Store and access a level file with my project

Hi Unity Community,

I have created hundreds of levels in my own level editor and I have them stored in a list inside a custom class. I then serialize this class out to a binary file which I load in my main project and retrieve the list of levels.

Now I’m ready to start deploying, but when I build and test on iOS, I am having difficulty accessing the level file. I thought I might be able to store it in Resources, but since the custom class I made is serializable, I can’t make it a subclass of UnityEngine.Object or MonoBehaviour. As far as I’ve been able to find out, this means I can’t use Resources.Load to pull it back out of Resources.

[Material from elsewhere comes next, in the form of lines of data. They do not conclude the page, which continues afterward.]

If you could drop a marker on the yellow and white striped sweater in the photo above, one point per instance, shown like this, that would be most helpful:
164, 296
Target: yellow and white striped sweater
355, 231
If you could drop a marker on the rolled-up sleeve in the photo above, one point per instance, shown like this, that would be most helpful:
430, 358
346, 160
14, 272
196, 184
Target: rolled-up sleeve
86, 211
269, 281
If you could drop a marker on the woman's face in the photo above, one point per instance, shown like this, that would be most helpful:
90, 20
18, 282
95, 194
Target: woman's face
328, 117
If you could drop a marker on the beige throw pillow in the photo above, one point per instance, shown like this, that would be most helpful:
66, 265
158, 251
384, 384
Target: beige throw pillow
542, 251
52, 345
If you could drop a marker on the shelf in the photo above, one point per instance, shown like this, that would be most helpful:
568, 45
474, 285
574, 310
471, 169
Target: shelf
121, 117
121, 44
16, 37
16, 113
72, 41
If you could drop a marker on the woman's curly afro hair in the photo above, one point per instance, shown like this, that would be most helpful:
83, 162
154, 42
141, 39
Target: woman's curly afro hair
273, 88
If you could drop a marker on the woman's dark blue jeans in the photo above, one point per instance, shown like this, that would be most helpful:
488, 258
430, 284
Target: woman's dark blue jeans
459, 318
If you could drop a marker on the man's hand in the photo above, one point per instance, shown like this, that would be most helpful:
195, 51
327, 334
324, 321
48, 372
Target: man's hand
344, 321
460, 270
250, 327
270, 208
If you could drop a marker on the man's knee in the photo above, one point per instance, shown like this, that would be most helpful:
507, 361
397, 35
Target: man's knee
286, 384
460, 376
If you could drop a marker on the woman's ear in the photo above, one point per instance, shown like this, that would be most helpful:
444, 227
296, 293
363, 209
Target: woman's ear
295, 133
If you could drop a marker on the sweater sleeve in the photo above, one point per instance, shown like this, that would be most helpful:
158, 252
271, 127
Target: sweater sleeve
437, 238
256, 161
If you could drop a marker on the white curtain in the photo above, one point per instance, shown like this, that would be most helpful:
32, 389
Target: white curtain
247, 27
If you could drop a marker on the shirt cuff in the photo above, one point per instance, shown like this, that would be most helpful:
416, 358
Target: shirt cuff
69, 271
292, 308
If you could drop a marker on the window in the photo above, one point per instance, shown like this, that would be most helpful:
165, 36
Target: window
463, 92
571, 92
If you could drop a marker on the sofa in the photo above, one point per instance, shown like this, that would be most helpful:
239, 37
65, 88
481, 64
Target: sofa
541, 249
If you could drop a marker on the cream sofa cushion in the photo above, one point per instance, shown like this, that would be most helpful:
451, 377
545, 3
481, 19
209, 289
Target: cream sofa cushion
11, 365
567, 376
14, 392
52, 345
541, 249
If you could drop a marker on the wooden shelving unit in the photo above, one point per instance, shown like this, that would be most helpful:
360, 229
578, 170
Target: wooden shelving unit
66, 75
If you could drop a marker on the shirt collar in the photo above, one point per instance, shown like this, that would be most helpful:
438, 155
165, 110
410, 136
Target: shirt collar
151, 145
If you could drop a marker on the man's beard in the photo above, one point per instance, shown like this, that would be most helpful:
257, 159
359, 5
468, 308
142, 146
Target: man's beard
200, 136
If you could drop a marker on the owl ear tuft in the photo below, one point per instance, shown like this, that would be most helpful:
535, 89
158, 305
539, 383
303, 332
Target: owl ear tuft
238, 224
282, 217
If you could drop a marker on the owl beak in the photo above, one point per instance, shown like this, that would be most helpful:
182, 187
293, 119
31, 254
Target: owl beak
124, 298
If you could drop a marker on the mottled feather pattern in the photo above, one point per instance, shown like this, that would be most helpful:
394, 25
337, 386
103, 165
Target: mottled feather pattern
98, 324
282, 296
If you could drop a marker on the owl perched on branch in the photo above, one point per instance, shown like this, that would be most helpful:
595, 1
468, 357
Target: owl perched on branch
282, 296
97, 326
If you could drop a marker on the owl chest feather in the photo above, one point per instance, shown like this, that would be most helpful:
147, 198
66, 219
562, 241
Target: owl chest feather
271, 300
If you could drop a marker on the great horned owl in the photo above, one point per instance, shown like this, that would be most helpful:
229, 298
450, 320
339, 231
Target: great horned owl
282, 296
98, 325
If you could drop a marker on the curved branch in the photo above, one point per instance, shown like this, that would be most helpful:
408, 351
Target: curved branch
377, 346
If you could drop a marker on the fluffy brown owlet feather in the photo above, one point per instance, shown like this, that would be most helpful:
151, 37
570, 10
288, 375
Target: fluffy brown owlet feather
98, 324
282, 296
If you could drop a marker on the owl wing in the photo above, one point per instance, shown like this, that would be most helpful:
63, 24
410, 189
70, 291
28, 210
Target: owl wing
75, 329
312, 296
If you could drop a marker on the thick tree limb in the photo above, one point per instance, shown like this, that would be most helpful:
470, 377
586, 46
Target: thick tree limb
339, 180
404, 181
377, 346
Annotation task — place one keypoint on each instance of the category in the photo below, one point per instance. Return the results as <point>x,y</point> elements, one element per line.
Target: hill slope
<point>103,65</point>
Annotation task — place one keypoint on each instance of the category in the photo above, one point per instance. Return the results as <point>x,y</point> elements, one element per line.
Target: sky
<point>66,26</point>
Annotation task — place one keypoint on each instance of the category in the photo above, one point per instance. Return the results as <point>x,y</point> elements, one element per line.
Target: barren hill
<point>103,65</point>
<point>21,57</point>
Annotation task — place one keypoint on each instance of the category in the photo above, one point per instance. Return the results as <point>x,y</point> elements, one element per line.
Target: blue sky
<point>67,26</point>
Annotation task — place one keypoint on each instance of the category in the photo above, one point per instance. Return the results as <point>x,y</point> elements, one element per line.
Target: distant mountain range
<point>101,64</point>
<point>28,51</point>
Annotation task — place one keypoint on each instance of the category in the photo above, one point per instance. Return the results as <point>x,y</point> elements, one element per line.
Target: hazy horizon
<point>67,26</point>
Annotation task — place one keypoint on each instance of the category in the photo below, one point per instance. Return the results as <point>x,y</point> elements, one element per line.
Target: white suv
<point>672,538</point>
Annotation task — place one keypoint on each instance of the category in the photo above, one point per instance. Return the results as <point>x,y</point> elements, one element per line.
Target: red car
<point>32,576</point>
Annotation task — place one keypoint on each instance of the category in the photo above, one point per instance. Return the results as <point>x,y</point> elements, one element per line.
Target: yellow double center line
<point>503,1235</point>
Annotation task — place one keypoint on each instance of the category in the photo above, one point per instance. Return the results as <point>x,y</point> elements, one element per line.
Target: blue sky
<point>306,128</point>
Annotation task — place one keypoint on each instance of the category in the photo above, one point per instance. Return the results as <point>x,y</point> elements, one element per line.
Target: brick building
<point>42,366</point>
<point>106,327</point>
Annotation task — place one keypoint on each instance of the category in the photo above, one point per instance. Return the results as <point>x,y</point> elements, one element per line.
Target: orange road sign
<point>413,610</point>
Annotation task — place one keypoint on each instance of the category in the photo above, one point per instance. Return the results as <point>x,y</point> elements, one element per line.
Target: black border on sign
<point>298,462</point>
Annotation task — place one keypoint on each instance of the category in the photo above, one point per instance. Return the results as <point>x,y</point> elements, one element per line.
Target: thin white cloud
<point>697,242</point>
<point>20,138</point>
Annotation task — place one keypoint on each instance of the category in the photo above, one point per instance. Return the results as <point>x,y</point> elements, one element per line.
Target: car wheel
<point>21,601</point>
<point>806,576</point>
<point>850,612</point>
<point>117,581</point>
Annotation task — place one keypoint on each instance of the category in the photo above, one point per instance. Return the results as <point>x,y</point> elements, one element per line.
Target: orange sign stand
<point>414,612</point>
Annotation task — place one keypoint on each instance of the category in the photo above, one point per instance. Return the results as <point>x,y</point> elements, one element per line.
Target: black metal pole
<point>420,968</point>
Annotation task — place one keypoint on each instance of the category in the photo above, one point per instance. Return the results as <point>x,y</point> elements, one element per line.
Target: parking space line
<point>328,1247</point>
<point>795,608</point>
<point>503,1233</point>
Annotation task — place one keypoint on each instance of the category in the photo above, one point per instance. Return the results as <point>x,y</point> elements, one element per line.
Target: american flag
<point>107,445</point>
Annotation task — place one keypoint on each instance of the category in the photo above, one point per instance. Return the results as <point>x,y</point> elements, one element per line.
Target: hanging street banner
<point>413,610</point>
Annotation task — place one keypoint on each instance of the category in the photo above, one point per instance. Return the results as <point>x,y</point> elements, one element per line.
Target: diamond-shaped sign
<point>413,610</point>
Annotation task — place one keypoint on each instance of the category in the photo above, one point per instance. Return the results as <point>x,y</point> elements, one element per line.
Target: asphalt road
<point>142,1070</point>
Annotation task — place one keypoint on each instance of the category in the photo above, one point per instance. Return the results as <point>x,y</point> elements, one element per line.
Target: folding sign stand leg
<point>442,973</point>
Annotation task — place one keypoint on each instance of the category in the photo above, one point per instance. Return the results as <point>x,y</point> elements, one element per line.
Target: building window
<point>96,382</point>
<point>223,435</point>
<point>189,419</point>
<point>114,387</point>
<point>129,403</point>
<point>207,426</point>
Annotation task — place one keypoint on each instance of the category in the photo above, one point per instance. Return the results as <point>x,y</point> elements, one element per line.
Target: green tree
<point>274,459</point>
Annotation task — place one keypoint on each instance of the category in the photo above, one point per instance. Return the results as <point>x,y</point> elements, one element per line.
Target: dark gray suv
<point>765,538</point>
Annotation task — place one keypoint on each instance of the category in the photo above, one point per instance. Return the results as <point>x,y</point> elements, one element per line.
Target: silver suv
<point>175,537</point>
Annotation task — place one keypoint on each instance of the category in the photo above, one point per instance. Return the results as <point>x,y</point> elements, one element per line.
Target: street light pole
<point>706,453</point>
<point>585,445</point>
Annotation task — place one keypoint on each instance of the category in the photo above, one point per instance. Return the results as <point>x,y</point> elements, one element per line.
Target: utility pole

Is there a way I can store a non-UnityEngine.Object class file in my build? Feels like there must be… I’m thinking I can redesign my level structure to somehow live inside an object in my scene, or maybe have the program download the level file from a server, but it would be cleaner if I could just have it be part of the main deployment.

Thanks much in advance for any help/advice!

Well, found some info in another post and came up with a solution. I’m storing my file in Resources with the .bytes extension. When loading, my game checks Application.PersistentDataPath to see if the file is there. If it is not, it loads the file from Resources as a TextAsset (if you can believe that). Then I write a file to PersistentDataPath from the TextAsset.bytes and voila.
Still seems a bit much to go through, but I’m storing a <1MB in Resources that should only be loaded one time.
Here’s a little code:

    public void CreateLevelFile()
        {
            Debug.Log("CREATING FILE");
            FileStream file = File.Create(fileName);
            file.Close();
    
            Debug.Log("LOADING TEXTASSET");
            TextAsset tempAsset = Resources.Load<TextAsset>("LevelData");
    
            Debug.Log("WRITING FILE " + fileName);
            File.WriteAllBytes(fileName, tempAsset.bytes);
    
            Debug.Log("CLOSING FILE");
            file.Close();
    
            Resources.UnloadAsset(tempAsset);
        }

If anyone has a nicer way to do this, would be great to hear. For now I’ll run with this.